Even on my laptop’s tinny speakers, the sound is unmis­takable: the click-clacking, slip-sliding sound of a Rubik’s Cube whipping into shape. “It’s my first solve of the day,” says Australian speedcuber Feliks Zemdegs, somewhat sheepishly. It’s early in Sydney, where he’s speaking to me over video chat from his apartment. Over his shoulder, I can see his unmade bed. On it: a big, squishy, Rubik’s Cube novelty pillow. He looks like he hasn’t been awake for more than 20 minutes. No matter: It takes him less than seven seconds to transfigure the cube in his hands from scrambled to solved.

Zemdegs holds numerous cubing records, but he is best known as the most consistently swift solver of the 3 by 3: the canonical three-layered, Mondrian-colored cube. (The toy you're probably picturing is just one of many mechanical riddles belonging to the genus of so-called twisty puzzles.) Last month, at a speedcubing competition in Brisbane, he set a new world record of 5.69 seconds in the Average of 5 event, wherein contestants each solve five cubes that have been scrambled according to computer-generated instructions. When they're finished, competitors eliminate their fastest and slowest times and calculate the mean of the remaining three. Zemdegs’ 5.69-second average was an 0.11-second improvement over his previous best, which was also a world record. “Since 2010, I’ve broken the Average-of-5 record probably 10 times,” he says.

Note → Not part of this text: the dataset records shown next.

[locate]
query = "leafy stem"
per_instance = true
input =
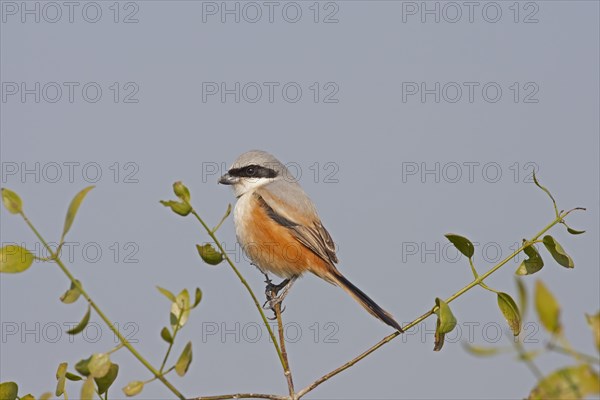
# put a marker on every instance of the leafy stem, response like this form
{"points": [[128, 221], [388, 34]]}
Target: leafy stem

[#video: https://www.youtube.com/embed/awa4TAp8WZE)https://www.youtube.com/watch?v=awa4TAp8WZE

Short-lived records are common in speedcubing, a relatively young sport. (Sport? Sure, why not?) The first world tournament was held in 1982, eight years after the cube’s invention by Hungarian architect Erno Rubik. There, competitors took up to a minute to solve the cube. But by 2009, the fastest speedsolvers (many of them too young to drive) were unscrambling cubes in a little over 10 seconds. And today, the hundred best speedcubers on earth all average below 7.7 seconds per solve, with the top 10 all coming in at under 6.5.

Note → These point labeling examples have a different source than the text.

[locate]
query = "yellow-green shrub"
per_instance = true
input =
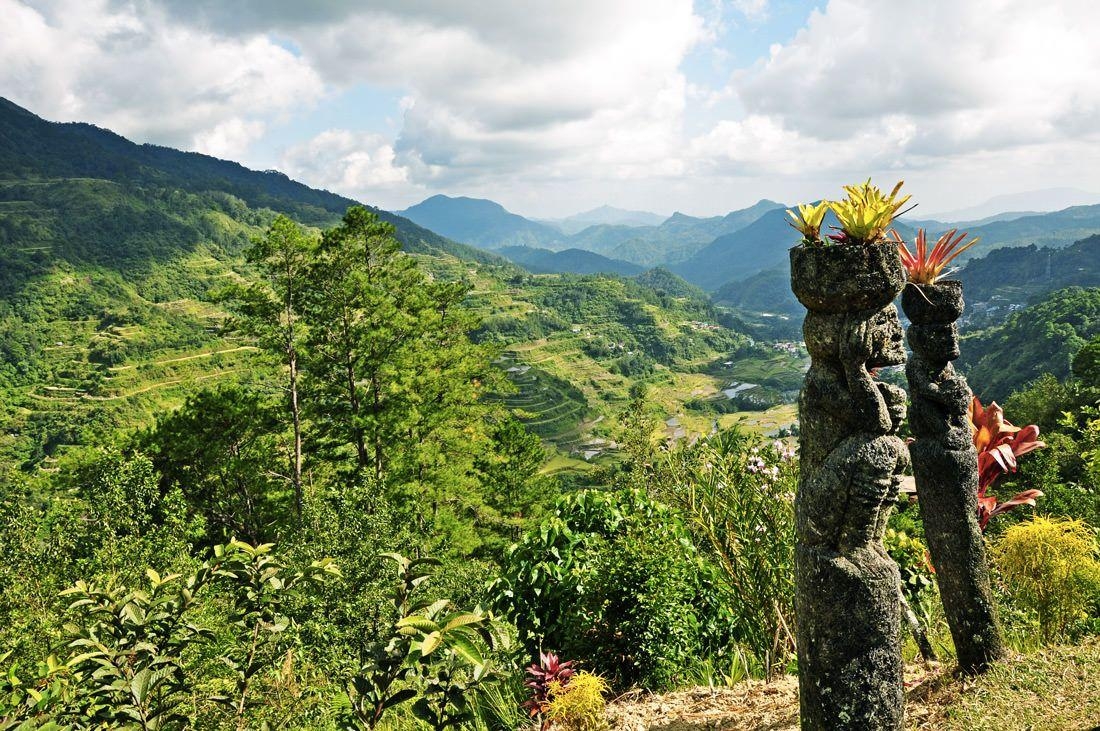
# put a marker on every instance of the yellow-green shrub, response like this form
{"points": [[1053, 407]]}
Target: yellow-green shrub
{"points": [[1049, 566], [578, 705]]}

And yet, improvements are becoming more incremental; graph the progression of cubing records, and the resulting curves are unmistakably asymptotic. As speedcubers like Zemdegs approach the limits of their finger-flicking craft, an irresistible question arises: What might that limit be?

It’s tempting to arithmetize the problem—to divide the most efficient solution to the cube (as measured in turns) by the solve rate of a world-class cuber (as measured in turns per second). The result would provide a theoretical limit to speedcubing.

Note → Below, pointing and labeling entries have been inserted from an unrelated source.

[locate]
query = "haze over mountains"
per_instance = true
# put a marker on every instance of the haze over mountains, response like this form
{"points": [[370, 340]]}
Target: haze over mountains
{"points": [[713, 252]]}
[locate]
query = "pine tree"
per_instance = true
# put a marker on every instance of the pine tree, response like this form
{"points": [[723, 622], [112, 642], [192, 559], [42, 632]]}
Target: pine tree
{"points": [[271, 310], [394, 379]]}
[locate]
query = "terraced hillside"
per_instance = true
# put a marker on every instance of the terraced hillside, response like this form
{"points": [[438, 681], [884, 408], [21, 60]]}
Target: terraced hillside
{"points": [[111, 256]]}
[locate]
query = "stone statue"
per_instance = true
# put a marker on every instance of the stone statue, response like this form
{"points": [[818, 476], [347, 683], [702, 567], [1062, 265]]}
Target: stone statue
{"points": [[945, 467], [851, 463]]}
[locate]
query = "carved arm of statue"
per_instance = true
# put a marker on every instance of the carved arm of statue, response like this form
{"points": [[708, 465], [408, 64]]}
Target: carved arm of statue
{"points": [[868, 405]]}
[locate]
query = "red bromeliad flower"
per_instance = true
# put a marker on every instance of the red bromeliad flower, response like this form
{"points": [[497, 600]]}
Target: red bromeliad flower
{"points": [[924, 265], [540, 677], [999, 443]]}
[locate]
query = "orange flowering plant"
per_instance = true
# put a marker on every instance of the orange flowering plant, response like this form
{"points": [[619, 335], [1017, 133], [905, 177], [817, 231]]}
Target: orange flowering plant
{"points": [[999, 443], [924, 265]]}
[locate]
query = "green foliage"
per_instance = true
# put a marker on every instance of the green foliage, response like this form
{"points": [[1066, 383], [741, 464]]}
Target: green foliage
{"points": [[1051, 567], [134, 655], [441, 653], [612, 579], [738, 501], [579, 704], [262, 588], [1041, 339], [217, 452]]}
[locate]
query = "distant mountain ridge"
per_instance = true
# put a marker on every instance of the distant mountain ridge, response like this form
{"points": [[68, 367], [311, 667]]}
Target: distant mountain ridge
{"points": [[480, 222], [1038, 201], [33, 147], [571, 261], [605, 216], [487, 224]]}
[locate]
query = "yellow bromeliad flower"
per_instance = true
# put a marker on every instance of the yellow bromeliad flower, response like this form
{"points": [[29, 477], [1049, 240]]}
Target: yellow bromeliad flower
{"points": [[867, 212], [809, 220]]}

Solve rates are pretty straightforward: In competition, elite cubers like Zemdegs average just shy of 10 turns per second. (It’s mesmerizing to watch, and makes fidget spinners seem quaint.) As for the fewest number of turns required to solve the puzzle, that’s trickier to pin down.

For one thing, it depends on the complexity of a cube’s scramble. At one end of the spectrum are configurations that require almost no effort to solve. There exist 18 starting positions, for instance, that require a single turn of a single face to resolve. Such simple scrambles would probably never be permitted in a tournament. Then again, the odds of them ever cropping up at random during a competition are, shall we say, small.